W228 1430433-1•BVwG W228 1430433-1
W228 1430433-1Tribunal administratif fédéral17 juil. 2015
Berichtigung der Entscheidung, Versehen
W228 1430433-1/12Z
BESCHLUSS
Das Bundesverwaltungsgericht hat durch den Richter Mag. Harald WÖGERBAUER als Einzelrichter über die Beschwerde von XXXX , StA. Afghanistan, gegen den Bescheid des Bundesasylamtes vom 23.10.2012, Zl. XXXX , beschlossen:
A)
Gemäß § 62 Abs. 4 AVG iVm § 31 VwGVG wird das Erkenntnis des Bundesverwaltungsgerichts vom 08.07.2015, W228 1430433-1/11E, dahingehend berichtigt, dass das Datum im Spruchpunkt III. anstelle von "08.07.2015" nunmehr "08.07.2016" zu lauten hat.
B)
Die Revision ist gemäß Art. 133 Abs. 4 B-VG nicht zulässig.
BEGRÜNDUNG:
II. Das Bundesverwaltungsgericht hat erwogen:
Rechtliche Beurteilung:
Das Verfahren der Verwaltungsgerichte mit Ausnahme des Bundesfinanzgerichtes ist durch das VwGVG, BGBl. I 2013/33 i.d.F. BGBl. I 2013/122, geregelt (§ 1 leg.cit.). Gemäß § 58 Abs. 2 VwGVG bleiben entgegenstehende Bestimmungen, die zum Zeitpunkt des Inkrafttretens dieses Bundesgesetzes bereits kundgemacht wurden, in Kraft.
Gemäß § 17 VwGVG sind, soweit in diesem Bundesgesetz nicht anderes bestimmt ist, auf das Verfahren über Beschwerden gemäß Art. 130 Abs. 1 B-VG die Bestimmungen des AVG mit Ausnahme der §§ 1 bis 5 sowie des IV. Teiles, und im Übrigen jene verfahrensrechtlichen Bestimmungen in Bundesgesetzen sinngemäß anzuwenden, die die Behörde in dem dem Verfahren vor dem Verwaltungsgericht vorangegangenen Verfahren angewendet hat oder anzuwenden gehabt hätte.

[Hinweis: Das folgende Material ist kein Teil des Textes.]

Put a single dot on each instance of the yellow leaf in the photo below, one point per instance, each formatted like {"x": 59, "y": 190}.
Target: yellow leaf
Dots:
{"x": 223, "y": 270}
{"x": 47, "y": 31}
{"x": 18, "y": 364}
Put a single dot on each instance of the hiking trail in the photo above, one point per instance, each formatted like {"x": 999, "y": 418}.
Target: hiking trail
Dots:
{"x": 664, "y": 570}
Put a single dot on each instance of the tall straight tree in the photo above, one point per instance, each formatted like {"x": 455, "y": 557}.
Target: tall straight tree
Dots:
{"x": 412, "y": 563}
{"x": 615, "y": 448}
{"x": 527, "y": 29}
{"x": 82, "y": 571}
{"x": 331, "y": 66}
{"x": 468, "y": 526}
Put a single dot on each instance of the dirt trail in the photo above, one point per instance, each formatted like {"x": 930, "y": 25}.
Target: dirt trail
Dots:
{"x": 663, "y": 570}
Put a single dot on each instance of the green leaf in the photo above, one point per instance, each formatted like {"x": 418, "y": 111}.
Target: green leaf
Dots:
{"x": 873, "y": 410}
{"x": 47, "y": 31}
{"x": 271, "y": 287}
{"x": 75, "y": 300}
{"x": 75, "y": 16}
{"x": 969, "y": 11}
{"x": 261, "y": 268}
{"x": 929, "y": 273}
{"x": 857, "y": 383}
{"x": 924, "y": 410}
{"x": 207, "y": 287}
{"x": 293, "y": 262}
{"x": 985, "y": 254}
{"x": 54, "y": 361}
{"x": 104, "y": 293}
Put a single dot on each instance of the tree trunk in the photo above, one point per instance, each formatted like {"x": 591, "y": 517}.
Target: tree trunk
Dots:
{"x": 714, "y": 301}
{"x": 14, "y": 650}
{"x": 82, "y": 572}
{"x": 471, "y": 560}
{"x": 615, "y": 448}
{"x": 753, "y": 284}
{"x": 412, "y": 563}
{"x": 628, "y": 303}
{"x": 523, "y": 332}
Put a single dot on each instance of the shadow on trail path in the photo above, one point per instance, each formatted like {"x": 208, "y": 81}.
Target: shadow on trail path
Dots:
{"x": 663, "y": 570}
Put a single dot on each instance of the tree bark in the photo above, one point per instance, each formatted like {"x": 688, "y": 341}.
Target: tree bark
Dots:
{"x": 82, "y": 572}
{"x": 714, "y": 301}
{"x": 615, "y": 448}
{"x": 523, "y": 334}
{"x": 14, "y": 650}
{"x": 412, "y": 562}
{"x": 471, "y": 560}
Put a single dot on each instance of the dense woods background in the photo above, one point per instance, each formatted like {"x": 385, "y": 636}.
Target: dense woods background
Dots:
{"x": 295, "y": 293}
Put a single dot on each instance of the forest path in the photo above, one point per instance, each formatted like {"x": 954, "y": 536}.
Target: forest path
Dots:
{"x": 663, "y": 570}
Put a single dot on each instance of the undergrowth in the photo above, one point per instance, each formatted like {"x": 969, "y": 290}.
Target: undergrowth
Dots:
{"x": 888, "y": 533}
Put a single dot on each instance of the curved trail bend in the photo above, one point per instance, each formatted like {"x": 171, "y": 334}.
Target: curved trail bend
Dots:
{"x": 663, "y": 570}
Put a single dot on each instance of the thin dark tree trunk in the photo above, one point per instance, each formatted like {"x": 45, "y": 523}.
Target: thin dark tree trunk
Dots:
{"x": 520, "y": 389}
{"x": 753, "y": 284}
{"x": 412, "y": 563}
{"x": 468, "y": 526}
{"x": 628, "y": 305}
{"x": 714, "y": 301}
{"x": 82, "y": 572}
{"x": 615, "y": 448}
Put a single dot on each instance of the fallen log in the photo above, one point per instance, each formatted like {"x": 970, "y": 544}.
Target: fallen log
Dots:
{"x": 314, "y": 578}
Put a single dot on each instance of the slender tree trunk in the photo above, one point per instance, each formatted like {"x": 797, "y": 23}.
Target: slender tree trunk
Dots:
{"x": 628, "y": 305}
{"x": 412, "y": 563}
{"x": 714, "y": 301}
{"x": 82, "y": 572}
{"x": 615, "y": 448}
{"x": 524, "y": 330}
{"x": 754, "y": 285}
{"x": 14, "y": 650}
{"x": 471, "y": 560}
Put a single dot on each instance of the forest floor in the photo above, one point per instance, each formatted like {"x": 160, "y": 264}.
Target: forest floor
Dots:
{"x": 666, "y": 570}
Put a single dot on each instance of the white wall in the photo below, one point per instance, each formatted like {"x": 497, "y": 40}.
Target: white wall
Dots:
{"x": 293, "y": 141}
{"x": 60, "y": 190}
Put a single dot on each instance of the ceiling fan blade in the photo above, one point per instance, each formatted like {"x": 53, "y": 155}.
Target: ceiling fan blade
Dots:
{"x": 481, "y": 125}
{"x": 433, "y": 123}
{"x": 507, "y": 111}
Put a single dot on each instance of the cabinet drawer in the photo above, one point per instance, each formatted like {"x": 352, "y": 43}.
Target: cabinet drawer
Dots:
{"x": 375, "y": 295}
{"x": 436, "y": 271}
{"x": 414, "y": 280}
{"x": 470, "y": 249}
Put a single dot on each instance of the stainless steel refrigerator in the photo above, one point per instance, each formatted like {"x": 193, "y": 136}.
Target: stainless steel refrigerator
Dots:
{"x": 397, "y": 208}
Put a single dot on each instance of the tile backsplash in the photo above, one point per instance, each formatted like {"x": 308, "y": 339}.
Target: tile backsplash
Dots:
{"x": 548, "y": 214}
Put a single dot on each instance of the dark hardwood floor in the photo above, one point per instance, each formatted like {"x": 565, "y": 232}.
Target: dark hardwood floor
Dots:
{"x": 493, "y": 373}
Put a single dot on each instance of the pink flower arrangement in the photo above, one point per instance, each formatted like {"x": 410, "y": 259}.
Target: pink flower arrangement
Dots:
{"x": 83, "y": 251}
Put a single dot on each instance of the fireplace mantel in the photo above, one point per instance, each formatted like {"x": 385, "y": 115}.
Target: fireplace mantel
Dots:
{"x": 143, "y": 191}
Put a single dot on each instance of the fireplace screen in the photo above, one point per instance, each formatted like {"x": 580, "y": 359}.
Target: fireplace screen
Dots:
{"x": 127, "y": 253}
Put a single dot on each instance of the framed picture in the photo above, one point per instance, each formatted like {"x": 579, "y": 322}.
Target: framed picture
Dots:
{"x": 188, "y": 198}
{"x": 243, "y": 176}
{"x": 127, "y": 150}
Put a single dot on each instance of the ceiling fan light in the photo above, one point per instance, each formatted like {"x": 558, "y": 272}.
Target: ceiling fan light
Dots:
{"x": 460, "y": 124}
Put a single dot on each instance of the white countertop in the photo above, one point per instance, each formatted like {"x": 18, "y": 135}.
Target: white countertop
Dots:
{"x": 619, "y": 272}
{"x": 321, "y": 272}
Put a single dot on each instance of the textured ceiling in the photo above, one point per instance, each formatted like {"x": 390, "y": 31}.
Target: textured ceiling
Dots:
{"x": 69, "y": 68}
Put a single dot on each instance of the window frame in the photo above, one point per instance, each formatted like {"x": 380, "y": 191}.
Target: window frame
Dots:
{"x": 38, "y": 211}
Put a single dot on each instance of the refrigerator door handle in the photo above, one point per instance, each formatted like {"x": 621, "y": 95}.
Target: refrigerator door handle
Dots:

Gemäß § 28 Abs. 1 VwGVG hat das Verwaltungsgericht die Rechtssache durch Erkenntnis zu erledigen, sofern die Beschwerde nicht zurückzuweisen oder das Verfahren einzustellen ist. Gemäß § 31 Abs. 1 VwGVG erfolgen die Entscheidungen und Anordnungen durch Beschluss, soweit nicht ein Erkenntnis zu fällen ist.
Zu A)
Aufgrund eines Schreibfehlers lautete die Erteilung der befristeten Aufenthaltsberechtigung auf das Jahr 2015 anstelle des richtigerweise anzugebenden Jahres 2016. Das Erkenntnis war daher zu berichtigen
Zu B) Unzulässigkeit der Revision:
Gemäß § 25a Abs. 1 VwGG hat das Verwaltungsgericht im Spruch seines Erkenntnisses oder Beschlusses auszusprechen, ob die Revision gemäß Art. 133 Abs. 4 B-VG zulässig ist. Der Ausspruch ist kurz zu begründen.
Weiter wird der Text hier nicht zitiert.